I don't need a recommendation on which laptop to buy, but I do need a Windows survival kit. What does a fairly savvy fellow, who is a complete Windows neophyte, need to know? Is the AV/firewall in Windows 10 Home sufficient? Are there must-have utilities or programs I need to get? When connecting to my home network, I need to make sure I ____? And so on.

Thanks in advance for your insights.

Submission + - Before Silicon Valley, New Jersey was Tech Capital (npr.org)

artmancc writes: It was in New Jersey that Thomas Edison invented sound recording, motion pictures, and the light bulb in what is considered the first modern corporate R&D facility.

In other words, Edison invented the modern lab — teams of people working together, sharing ideas and perfecting devices. In the century after Edison, New Jersey became the place to set up shop if you wanted to invent. On top of all the other assets, the state had lots of inexpensive land available.

The transistor and cellular communications came out of AT&T's Bell Labs, also in New Jersey. If it was 1955 and you had to bet on where the next half-century of technical innovation would emerge, the Garden State would be the most likely winner, not some farmland south of San Francisco. As a couple of Jersey natives at NPR note, it didn't quite work out that way. What happened? [Disclosure: the submitter is a friend of one of the authors.]

Comment A promising beginning (Score 1) 104

I could possibly use a tabbed file manager. In fact, I sometimes do.
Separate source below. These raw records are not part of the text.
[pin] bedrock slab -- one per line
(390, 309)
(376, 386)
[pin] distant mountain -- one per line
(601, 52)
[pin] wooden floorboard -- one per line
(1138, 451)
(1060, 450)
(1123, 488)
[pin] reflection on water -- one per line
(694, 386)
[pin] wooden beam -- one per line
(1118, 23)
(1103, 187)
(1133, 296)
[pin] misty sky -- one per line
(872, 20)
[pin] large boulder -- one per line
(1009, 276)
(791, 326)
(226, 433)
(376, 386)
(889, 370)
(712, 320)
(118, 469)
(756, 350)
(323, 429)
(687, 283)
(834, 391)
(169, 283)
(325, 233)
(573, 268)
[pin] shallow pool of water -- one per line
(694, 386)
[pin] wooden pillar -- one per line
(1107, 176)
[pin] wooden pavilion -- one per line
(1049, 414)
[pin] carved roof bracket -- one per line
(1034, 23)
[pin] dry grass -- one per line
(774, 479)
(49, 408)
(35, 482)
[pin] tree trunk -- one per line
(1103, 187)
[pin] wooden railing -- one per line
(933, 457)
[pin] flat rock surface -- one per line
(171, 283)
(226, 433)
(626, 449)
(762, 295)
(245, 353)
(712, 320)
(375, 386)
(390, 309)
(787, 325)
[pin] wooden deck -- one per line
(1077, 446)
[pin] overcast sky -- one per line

It's called Explorer++...

What I could really use, though, is a file manager with side-by-side directory windows. And also, Mr. Microsoft, if you're listening: a file manager that doesn't change my layout preferences in search results to something stupid and unhelpful and, incidentally, not what I have selected as my, you know, preference.

Comment Research Done at WHOI, not Carnegie (Score 1) 162

ScienceAlert.com incorrectly credits this work to scientists at the Carnegie Institution.

In fact, Paul Asimow at Carnegie wrote a "Perspective" (comment) for the journal "Science," but as you can see in the published paper, the research was actually done by first author Emily Sarafian and colleagues at the Woods Hole Oceanographic Institution in Massachusetts.

This is why it is important to go to the primary sources when possible, instead of relying on a news report which, in this case, was not correct.